Decir que la obra ensayística y poética de Octavio Paz es buena, excepcional, sería hacer alianzas con el bando de lo común. Es ya otro el sitio del poeta. Puede ser cualquier sitio, y en cualquiera de ellos al lector le aguarda un genuino acto de amor nacido de una insurrección espiritual. “Contra viento y marea he procurado serle fiel a esa revelación; la palabra amor guarda intacta todos sus poderes sobre mí”. Porque sólo existe un instante de ojos abiertos donde la lucidez llamea; por ello mismo la consigna del poeta es vivir al día; vivirlo simultáneamente de dos maneras contradictorias: como si fuese inacabable y como si fuese a acabarse ahora mismo. La poesía se convierte entonces en tiempo, y al hacerlo, arde.

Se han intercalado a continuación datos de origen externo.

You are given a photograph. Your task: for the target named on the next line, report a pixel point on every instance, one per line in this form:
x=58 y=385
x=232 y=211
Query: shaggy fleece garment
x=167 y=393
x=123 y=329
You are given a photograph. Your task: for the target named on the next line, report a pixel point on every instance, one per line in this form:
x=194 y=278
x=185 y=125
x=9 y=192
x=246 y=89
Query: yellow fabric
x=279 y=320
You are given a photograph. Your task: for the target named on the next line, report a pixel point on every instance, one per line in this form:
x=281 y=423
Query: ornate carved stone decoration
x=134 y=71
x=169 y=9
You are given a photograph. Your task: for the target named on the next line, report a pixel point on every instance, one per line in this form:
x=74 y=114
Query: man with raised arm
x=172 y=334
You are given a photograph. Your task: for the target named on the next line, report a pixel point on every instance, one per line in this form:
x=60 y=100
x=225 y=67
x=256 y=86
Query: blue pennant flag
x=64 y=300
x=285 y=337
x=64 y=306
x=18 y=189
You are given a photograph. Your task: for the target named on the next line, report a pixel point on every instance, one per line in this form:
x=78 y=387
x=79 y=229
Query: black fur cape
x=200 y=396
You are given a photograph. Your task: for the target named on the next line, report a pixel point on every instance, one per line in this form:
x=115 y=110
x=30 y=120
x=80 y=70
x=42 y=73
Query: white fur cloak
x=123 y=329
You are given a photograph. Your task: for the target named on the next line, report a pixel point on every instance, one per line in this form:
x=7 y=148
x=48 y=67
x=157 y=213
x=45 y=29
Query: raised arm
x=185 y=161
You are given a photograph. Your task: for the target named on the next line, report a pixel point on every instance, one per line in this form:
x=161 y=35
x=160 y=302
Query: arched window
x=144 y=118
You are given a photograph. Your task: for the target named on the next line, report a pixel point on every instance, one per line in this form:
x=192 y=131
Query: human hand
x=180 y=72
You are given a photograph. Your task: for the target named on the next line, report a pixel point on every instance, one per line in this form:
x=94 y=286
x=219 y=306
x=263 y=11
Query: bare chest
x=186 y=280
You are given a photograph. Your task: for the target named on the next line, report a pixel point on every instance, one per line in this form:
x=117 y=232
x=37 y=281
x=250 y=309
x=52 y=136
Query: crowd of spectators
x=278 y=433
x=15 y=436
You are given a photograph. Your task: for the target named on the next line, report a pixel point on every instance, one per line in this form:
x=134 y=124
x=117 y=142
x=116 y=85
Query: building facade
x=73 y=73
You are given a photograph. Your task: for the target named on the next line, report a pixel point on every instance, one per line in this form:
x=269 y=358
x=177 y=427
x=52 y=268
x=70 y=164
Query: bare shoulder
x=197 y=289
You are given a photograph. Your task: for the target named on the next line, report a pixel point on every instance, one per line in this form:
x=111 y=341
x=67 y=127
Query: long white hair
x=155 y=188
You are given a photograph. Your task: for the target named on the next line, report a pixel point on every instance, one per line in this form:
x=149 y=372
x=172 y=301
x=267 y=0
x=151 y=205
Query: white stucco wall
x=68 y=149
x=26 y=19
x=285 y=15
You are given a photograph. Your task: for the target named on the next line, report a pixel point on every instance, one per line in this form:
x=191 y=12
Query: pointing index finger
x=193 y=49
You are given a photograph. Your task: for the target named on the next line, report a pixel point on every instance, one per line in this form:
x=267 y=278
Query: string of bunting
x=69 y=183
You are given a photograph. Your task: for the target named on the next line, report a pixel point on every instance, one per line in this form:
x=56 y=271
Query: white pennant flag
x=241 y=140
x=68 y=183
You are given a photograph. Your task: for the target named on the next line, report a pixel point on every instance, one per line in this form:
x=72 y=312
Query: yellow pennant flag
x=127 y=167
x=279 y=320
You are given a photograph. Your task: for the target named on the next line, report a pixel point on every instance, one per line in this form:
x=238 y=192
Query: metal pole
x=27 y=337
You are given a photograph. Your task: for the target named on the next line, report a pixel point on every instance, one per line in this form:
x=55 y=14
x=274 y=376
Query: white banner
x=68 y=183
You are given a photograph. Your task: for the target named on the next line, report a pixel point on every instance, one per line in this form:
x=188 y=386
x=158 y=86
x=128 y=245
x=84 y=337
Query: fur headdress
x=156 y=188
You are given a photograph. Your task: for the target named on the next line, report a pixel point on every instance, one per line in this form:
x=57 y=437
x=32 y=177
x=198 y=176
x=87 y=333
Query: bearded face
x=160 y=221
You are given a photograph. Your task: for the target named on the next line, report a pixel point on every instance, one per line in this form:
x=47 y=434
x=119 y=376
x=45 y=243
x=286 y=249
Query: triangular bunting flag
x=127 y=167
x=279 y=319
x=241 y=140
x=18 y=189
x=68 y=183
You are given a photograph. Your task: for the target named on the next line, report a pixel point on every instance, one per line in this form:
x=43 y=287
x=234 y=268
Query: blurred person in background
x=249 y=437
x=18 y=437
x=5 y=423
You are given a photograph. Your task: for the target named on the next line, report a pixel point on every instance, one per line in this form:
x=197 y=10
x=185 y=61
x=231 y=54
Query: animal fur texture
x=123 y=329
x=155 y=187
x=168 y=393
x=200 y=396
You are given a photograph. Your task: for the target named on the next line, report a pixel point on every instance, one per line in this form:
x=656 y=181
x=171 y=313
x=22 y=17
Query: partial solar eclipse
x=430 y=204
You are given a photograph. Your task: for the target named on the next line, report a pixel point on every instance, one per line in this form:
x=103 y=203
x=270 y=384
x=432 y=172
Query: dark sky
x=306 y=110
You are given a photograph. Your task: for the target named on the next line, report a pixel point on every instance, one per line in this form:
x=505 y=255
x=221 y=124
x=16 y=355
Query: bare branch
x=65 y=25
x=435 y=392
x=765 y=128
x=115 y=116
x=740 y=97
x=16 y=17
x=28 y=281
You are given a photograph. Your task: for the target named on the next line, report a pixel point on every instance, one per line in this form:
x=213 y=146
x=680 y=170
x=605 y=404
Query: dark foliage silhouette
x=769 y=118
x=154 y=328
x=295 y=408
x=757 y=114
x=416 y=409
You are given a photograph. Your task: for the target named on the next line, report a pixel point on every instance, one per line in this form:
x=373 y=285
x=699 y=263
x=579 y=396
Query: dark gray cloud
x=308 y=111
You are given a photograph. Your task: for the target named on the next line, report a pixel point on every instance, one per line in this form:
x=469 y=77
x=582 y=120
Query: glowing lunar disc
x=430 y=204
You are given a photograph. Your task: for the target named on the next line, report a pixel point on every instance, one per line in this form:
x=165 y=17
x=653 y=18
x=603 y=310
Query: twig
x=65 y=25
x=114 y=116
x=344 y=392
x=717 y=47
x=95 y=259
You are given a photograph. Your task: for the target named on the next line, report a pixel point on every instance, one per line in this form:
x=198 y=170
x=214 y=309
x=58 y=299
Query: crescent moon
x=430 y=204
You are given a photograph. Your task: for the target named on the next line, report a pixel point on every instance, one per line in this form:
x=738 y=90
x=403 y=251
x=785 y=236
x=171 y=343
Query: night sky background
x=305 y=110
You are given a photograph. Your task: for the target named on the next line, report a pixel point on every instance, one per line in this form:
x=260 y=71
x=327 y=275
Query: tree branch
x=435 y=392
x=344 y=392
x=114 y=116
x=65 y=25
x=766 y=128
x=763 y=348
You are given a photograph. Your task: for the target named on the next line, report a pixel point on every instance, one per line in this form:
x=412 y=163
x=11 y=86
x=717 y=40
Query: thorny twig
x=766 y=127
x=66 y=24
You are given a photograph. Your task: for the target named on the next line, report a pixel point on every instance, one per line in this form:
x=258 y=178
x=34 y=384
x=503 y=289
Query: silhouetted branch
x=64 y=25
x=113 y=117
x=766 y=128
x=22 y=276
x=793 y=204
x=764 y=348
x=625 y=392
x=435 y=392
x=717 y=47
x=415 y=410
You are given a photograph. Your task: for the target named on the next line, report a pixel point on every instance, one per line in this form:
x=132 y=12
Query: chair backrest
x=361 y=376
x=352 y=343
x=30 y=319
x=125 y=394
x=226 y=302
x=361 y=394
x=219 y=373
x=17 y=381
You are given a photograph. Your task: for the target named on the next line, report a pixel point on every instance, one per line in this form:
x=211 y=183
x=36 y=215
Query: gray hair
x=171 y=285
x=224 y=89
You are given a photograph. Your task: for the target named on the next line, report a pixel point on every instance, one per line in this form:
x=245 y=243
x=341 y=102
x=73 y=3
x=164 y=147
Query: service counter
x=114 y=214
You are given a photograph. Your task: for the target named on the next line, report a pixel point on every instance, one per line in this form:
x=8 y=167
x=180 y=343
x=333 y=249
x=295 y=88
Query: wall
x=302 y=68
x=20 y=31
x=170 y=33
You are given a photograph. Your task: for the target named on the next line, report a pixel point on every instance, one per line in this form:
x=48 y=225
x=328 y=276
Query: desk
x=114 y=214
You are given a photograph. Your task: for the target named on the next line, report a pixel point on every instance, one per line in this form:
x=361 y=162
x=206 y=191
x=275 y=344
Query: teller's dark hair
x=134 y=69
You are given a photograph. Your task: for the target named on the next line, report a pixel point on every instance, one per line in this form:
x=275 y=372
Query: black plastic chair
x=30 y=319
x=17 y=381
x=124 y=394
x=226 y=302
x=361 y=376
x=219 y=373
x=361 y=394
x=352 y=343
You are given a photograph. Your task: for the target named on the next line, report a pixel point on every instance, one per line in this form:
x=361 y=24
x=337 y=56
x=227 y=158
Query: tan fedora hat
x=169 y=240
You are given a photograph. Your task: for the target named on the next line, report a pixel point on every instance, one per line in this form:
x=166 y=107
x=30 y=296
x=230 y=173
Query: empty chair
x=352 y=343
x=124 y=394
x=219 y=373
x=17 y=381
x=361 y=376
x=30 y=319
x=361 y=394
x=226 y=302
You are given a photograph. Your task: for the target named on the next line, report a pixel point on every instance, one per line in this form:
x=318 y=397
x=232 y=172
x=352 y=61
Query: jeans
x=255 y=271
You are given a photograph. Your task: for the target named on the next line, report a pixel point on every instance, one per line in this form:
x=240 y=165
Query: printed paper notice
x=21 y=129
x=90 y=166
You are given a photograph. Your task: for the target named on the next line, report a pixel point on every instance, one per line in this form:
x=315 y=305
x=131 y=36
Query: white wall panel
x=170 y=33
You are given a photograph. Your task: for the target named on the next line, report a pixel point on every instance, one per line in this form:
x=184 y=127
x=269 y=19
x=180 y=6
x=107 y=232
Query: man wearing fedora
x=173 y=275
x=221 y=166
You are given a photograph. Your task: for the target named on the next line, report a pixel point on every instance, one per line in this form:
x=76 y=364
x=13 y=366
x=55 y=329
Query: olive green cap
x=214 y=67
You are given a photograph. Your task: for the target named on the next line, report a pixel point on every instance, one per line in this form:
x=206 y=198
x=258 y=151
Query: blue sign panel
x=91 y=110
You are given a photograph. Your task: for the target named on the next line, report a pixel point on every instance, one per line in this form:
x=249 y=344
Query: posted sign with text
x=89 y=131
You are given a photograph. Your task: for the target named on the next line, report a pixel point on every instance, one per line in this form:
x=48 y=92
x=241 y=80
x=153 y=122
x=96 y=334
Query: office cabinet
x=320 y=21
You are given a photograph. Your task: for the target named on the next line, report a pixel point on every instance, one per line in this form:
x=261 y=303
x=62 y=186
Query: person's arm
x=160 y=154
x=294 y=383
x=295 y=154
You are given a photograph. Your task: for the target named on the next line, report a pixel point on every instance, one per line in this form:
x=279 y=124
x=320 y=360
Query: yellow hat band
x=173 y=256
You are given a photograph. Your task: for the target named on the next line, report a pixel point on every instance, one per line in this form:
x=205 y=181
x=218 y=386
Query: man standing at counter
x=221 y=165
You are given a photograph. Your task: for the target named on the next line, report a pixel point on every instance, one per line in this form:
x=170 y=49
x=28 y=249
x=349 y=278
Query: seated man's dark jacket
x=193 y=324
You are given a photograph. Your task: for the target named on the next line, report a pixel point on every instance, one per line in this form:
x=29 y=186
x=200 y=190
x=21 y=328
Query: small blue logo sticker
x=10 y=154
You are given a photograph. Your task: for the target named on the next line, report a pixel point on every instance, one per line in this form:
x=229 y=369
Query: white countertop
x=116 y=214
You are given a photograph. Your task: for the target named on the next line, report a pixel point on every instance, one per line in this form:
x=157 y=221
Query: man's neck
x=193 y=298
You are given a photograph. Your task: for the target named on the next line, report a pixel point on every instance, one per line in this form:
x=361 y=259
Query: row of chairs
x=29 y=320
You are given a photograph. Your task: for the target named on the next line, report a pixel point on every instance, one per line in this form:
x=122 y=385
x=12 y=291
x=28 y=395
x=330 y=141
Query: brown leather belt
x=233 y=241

Cuando Paz se refiere al amor, las palabras encarnan: son vivencias puestas a ojos del lector; una suerte de visa hacia los territorios prohibidos del deseo. El poeta nos planta allí. Y cada palabra es acto; se vuelve única. “Única e inamovible. Imposible herir un vocablo sin herir todo el edificio”. Imposible salir ilesos de este festín al que Paz nos encomienda. Uno puede revirar los ojos para no ver, y aun allí algo voraz nos aguarda:

Con la lengua cortada canta
Sangre sobre la piedra
El ruiseñor en la muralla.

No valdría la pena invocar aquí a los grandes arquitectos del amor (Dante, Rougemont, Stendhal, Barthes). El amor en Paz se halla en una zona de comunión sagrada. La poesía es liturgia, no exenta de sublevaciones, de riesgos. Porque un día las palabras se coaligarán contra nosotros, se nos sublevarán a un tiempo; si bien, es también encuentro allí donde clava su filosa espada. “El poema nos hace recordar lo que hemos olvidado, lo que somos”. Así, la incertidumbre, la ambigüedad, lo perverso y lo múltiple, o el gozo por lo contradictorio, se condensan en un solo grito y nos pone frente a nosotros mismos. La poesía nos abre una posibilidad, que no es la vida eterna de las religiones ni la muerte eterna de las filosofías; sino un vivir que implica y contiene el morir: un “ser esto” que es también un “ser aquello”: ‘En el poema el ser y el deseo de ser pactan por un instante, como el fruto y los labios”.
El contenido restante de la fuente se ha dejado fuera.